As signatories to the UN convention against torture, Canada and the U.K. are prohibited from returning people to countries where they face a substantial risk of torture or other inhuman treatment.
The Canadian government has sought to reduce the level of risk in the Harkat case by obtaining diplomatic assurances from the Algerian government that the al-Qaida-linked terror suspect wouldn’t be mistreated.
Harkat’s wife, Sophie, said the U.K. case shows that those guarantees are not worth the paper on which they’re written. “It confirms that diplomatic assurances are not reliable — and they’re the backbone of the whole process,” she said.
Harkat intends to formally petition Public Safety Minister Ralph Goodale later this year to allow him to stay in Canada. The minister has the statutory power to halt Harkat’s deportation if he finds that the action is “not contrary to the national interest.”
“This has lasted so long, we just want to put an end to this,” said Sophie Harkat. “Why do they want to go on with this process?”
Harkat, 47, has enlisted the support of dozens of high-profile Canadians, including Alexandre Trudeau, the prime minster’s brother. In a letter to Goodale, issued in Februrary, Alexandre Trudeau said he’s “absolutely convinced” that Harkat poses no danger to public safety in Canada.
In May 2014, the Supreme Court of Canada upheld the government’s revised security certificate regime and affirmed a decision that found Harkat to be an active member of the al-Qaida terrorist network.

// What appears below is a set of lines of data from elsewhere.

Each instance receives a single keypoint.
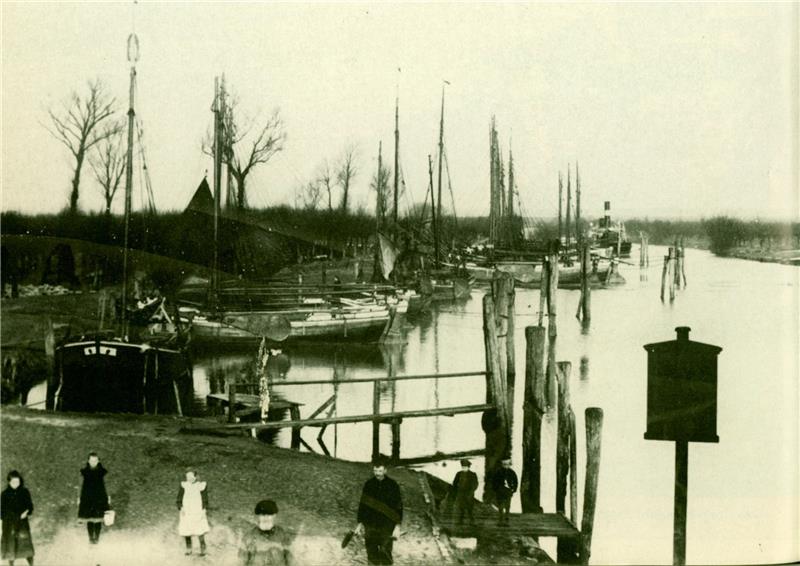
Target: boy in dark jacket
(504, 482)
(266, 544)
(380, 512)
(464, 485)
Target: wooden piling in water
(665, 271)
(568, 550)
(594, 430)
(543, 280)
(495, 421)
(533, 410)
(563, 370)
(683, 263)
(585, 302)
(500, 284)
(396, 439)
(511, 355)
(552, 287)
(231, 399)
(50, 357)
(294, 413)
(573, 468)
(376, 426)
(679, 511)
(670, 277)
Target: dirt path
(146, 458)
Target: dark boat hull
(121, 377)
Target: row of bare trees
(86, 123)
(89, 125)
(331, 179)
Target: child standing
(192, 503)
(463, 490)
(93, 501)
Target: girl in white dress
(192, 503)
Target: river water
(742, 493)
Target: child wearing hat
(266, 544)
(505, 483)
(463, 491)
(192, 504)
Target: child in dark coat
(93, 502)
(15, 508)
(504, 482)
(463, 491)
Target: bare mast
(218, 110)
(433, 212)
(569, 205)
(133, 57)
(396, 155)
(578, 233)
(439, 189)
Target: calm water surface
(743, 492)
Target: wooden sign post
(681, 407)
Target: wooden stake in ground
(494, 422)
(585, 302)
(543, 282)
(50, 357)
(511, 356)
(533, 410)
(594, 430)
(562, 446)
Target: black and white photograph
(346, 283)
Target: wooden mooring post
(563, 370)
(231, 399)
(376, 425)
(545, 277)
(666, 275)
(585, 303)
(495, 422)
(594, 430)
(534, 406)
(50, 357)
(504, 297)
(683, 263)
(552, 329)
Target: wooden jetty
(546, 389)
(519, 524)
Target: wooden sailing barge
(108, 373)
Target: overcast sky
(680, 110)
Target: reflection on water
(747, 308)
(734, 516)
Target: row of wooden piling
(673, 272)
(546, 388)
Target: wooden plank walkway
(380, 417)
(247, 400)
(519, 524)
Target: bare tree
(380, 184)
(108, 164)
(325, 179)
(345, 174)
(245, 145)
(311, 195)
(76, 125)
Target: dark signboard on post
(682, 407)
(682, 390)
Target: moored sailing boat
(108, 373)
(245, 313)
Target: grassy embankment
(146, 458)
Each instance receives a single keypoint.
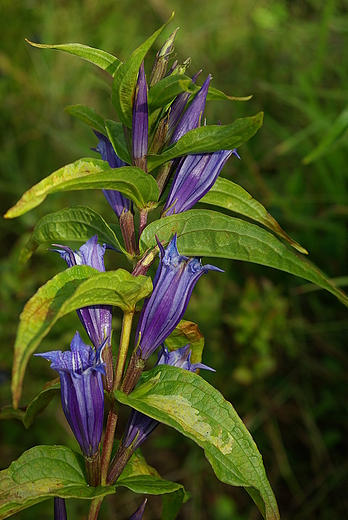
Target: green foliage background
(279, 348)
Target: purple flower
(194, 177)
(193, 115)
(139, 425)
(173, 284)
(59, 509)
(138, 514)
(140, 123)
(80, 371)
(117, 201)
(96, 319)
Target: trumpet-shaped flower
(140, 426)
(80, 371)
(117, 201)
(194, 177)
(140, 123)
(173, 284)
(96, 319)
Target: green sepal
(187, 332)
(74, 288)
(126, 77)
(165, 90)
(210, 138)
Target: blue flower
(117, 201)
(194, 177)
(173, 284)
(80, 371)
(96, 319)
(140, 123)
(140, 426)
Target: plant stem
(124, 344)
(94, 508)
(114, 407)
(92, 465)
(108, 440)
(143, 221)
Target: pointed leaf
(189, 404)
(210, 138)
(90, 174)
(88, 115)
(187, 332)
(228, 195)
(44, 472)
(73, 224)
(76, 287)
(208, 233)
(126, 77)
(142, 478)
(116, 136)
(102, 59)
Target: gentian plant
(160, 156)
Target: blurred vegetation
(279, 348)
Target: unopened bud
(160, 65)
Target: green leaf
(208, 233)
(75, 224)
(44, 472)
(210, 138)
(116, 136)
(77, 287)
(228, 195)
(187, 332)
(189, 404)
(102, 59)
(88, 115)
(335, 131)
(125, 79)
(9, 412)
(142, 478)
(90, 174)
(171, 504)
(167, 89)
(215, 94)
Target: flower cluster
(80, 371)
(85, 371)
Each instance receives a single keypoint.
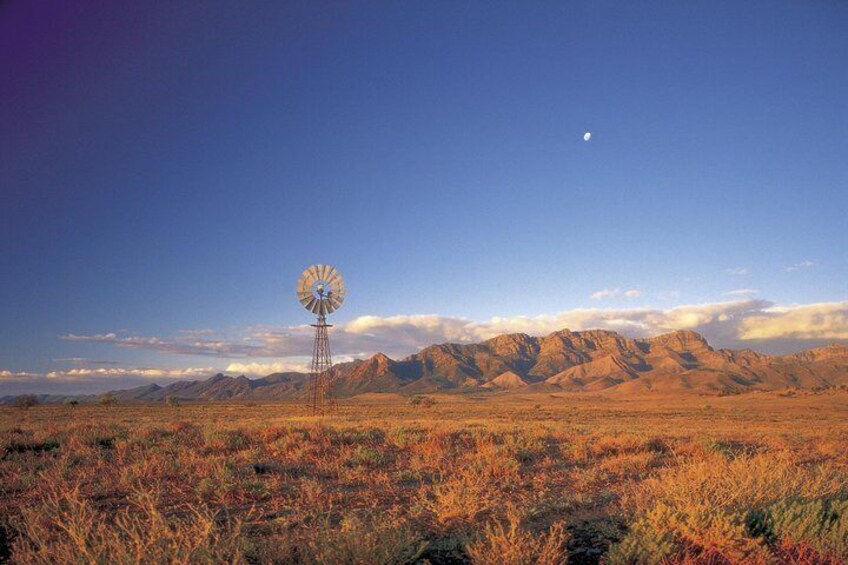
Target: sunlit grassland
(758, 478)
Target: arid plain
(760, 477)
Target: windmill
(321, 291)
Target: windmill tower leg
(320, 371)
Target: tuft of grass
(508, 543)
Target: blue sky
(166, 174)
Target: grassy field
(758, 478)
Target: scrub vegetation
(492, 478)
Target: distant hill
(582, 361)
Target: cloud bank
(725, 324)
(261, 350)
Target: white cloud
(828, 320)
(116, 372)
(614, 292)
(605, 293)
(802, 265)
(742, 292)
(725, 324)
(5, 374)
(263, 369)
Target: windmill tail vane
(321, 290)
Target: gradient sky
(166, 174)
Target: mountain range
(564, 361)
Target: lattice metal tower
(321, 290)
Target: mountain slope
(595, 360)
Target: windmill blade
(331, 275)
(304, 283)
(307, 277)
(314, 274)
(324, 270)
(338, 286)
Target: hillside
(584, 361)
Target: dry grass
(524, 479)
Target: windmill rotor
(320, 290)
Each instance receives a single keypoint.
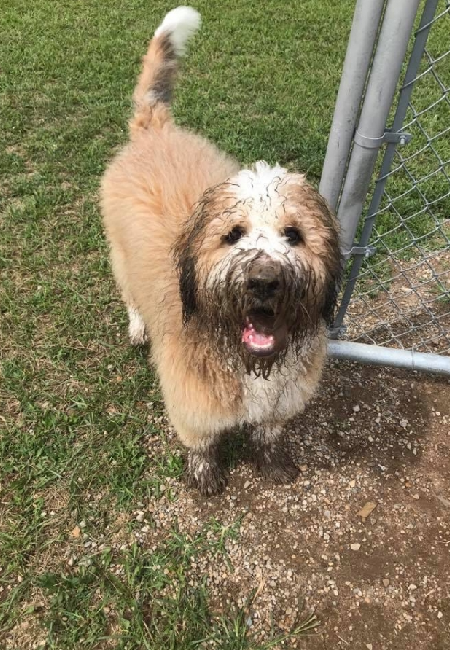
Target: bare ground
(378, 437)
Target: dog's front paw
(275, 463)
(204, 473)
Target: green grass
(80, 417)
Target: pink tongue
(257, 337)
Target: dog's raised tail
(153, 92)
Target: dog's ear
(187, 284)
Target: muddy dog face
(259, 266)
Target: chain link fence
(397, 284)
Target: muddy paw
(204, 473)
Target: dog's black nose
(264, 279)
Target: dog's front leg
(272, 457)
(203, 468)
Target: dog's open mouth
(263, 335)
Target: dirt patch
(379, 582)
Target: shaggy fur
(231, 274)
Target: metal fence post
(361, 42)
(391, 49)
(405, 95)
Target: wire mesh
(402, 296)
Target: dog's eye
(293, 236)
(234, 235)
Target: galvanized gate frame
(377, 47)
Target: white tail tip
(181, 23)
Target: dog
(231, 274)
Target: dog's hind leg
(136, 325)
(204, 471)
(272, 458)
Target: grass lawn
(84, 441)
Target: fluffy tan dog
(231, 273)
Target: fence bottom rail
(391, 357)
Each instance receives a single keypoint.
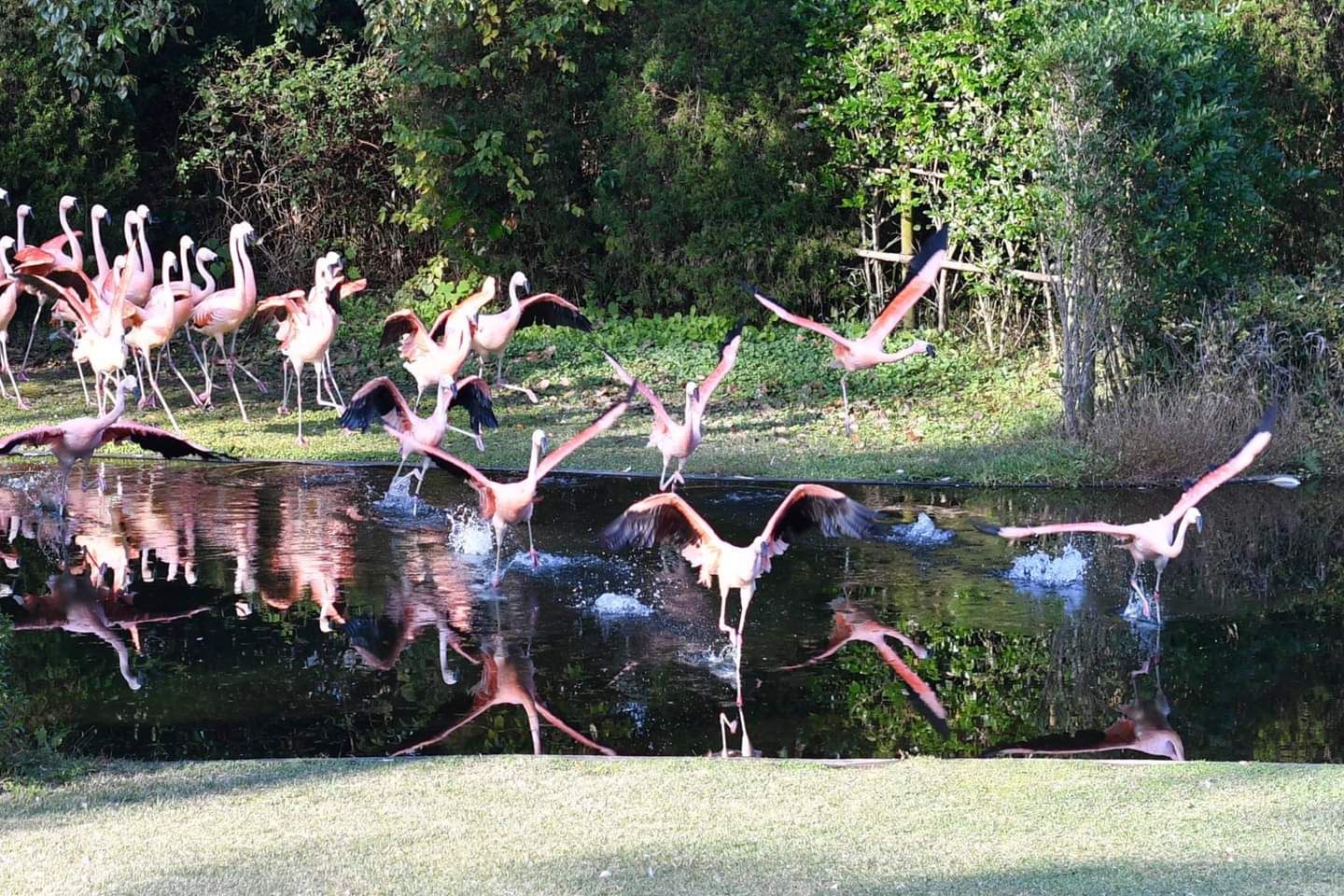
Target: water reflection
(274, 611)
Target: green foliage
(295, 143)
(1185, 174)
(52, 144)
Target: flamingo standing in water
(223, 314)
(666, 519)
(1159, 540)
(857, 623)
(494, 332)
(379, 399)
(507, 504)
(436, 354)
(680, 440)
(77, 440)
(863, 354)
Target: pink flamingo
(680, 440)
(507, 504)
(1160, 540)
(863, 354)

The case against Harkat was built on 13 wiretapped phone conversations and at least two unnamed informants, one of whom failed a lie-detector test.
Harkat insists he will be tortured or killed if returned to Algeria, the country from which he fled in March 1990 during a military crackdown on government opponents.
Last week, Harkat underwent shoulder surgery to correct a longstanding injury that he suffered in a fall while delivering pizzas before his arrest in December 2002.